To install and chat, run:
```
pip install toolshop
ts chat
```

# Python Usage
```
from toolshop import all_tools
from marvin.beta import Application

app = Application(
    tools=all_tools()
)

app.say("Write mergesort.py")
app.say("Test mergesort.py")
```

# Motivation
Toolshop seeks to provide a tool development platform for AI engineers. The
motivation for this project is the belief that tool development is the best
place for AI developers to invest their time. Conversely, time spent augmenting
the reasoning and planning of existing assistant services is a risky area to
invest as a 3rd party developer.  This is simply because the reasoning and
planning capabilities of agentic AI, offered "out of the box" by companies such
as OpenAI and Anthropic, will continue to improve over time. Focusing
development time on enhancing these capabilities is potentially risky, as 
improvements to the base assistant services themselves will quickly render this work
obsolete.

The shift of companies like
[OpenAI](https://platform.openai.com/docs/guides/text-generation/completions-api)
and [Anthropic](https://docs.anthropic.com/claude/reference/complete_post) away
from simple text-completion models towards tool-enabled chat assistants
abstracts more from the user, thereby increasing the surface area for AI R&D. We
should expect these companies to continually improve their flagship assistant
services, with enhancements in reasoning and planning being obvious avenues for
development.

In contrast, tool development seems like a safe area for investment, and
Toolshop provides a solid foundation for this purpose.

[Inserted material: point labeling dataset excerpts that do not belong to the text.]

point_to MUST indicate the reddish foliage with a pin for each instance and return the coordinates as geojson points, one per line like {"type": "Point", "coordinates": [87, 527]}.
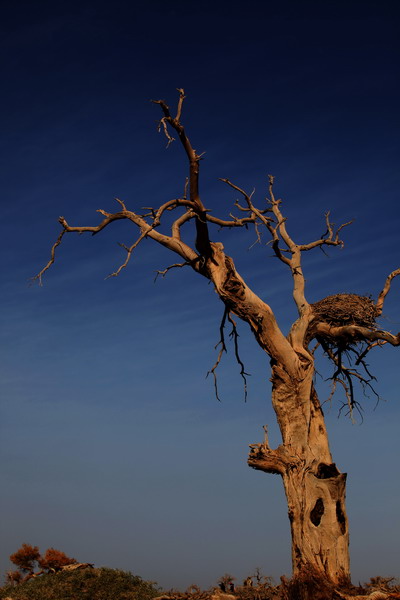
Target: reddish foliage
{"type": "Point", "coordinates": [53, 560]}
{"type": "Point", "coordinates": [25, 558]}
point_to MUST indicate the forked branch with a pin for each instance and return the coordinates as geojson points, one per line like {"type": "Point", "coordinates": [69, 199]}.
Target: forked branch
{"type": "Point", "coordinates": [385, 291]}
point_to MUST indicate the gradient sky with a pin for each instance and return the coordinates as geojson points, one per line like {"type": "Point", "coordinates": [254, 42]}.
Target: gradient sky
{"type": "Point", "coordinates": [114, 448]}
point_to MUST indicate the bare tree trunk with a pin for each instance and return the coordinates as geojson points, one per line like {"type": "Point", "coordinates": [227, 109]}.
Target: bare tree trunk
{"type": "Point", "coordinates": [314, 487]}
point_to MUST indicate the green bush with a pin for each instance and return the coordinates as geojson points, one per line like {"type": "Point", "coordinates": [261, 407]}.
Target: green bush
{"type": "Point", "coordinates": [85, 584]}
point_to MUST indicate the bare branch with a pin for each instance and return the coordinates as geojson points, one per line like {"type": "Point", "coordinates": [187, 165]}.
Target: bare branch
{"type": "Point", "coordinates": [174, 266]}
{"type": "Point", "coordinates": [384, 292]}
{"type": "Point", "coordinates": [51, 261]}
{"type": "Point", "coordinates": [220, 353]}
{"type": "Point", "coordinates": [234, 334]}
{"type": "Point", "coordinates": [330, 238]}
{"type": "Point", "coordinates": [129, 251]}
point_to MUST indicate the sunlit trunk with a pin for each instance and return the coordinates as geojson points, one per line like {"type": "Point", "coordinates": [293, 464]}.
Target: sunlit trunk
{"type": "Point", "coordinates": [314, 487]}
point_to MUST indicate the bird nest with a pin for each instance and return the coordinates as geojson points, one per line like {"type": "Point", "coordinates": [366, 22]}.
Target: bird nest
{"type": "Point", "coordinates": [346, 309]}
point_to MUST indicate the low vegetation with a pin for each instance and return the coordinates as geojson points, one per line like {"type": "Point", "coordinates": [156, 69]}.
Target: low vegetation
{"type": "Point", "coordinates": [82, 584]}
{"type": "Point", "coordinates": [63, 578]}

An agent will always
require a means to affect its environment or access information it was not
trained on. The tool-calling paradigm has emerged as a simple and effective
pattern to support these needs. Smarter models are able to use tools more
correctly and efficiently, so investments in solid tools will pay dividends as
models improve. Additionally, by enforcing guardrails in the tools rather than
in the process, the planning and reasoning process native to the underlying
agent remains unhindered.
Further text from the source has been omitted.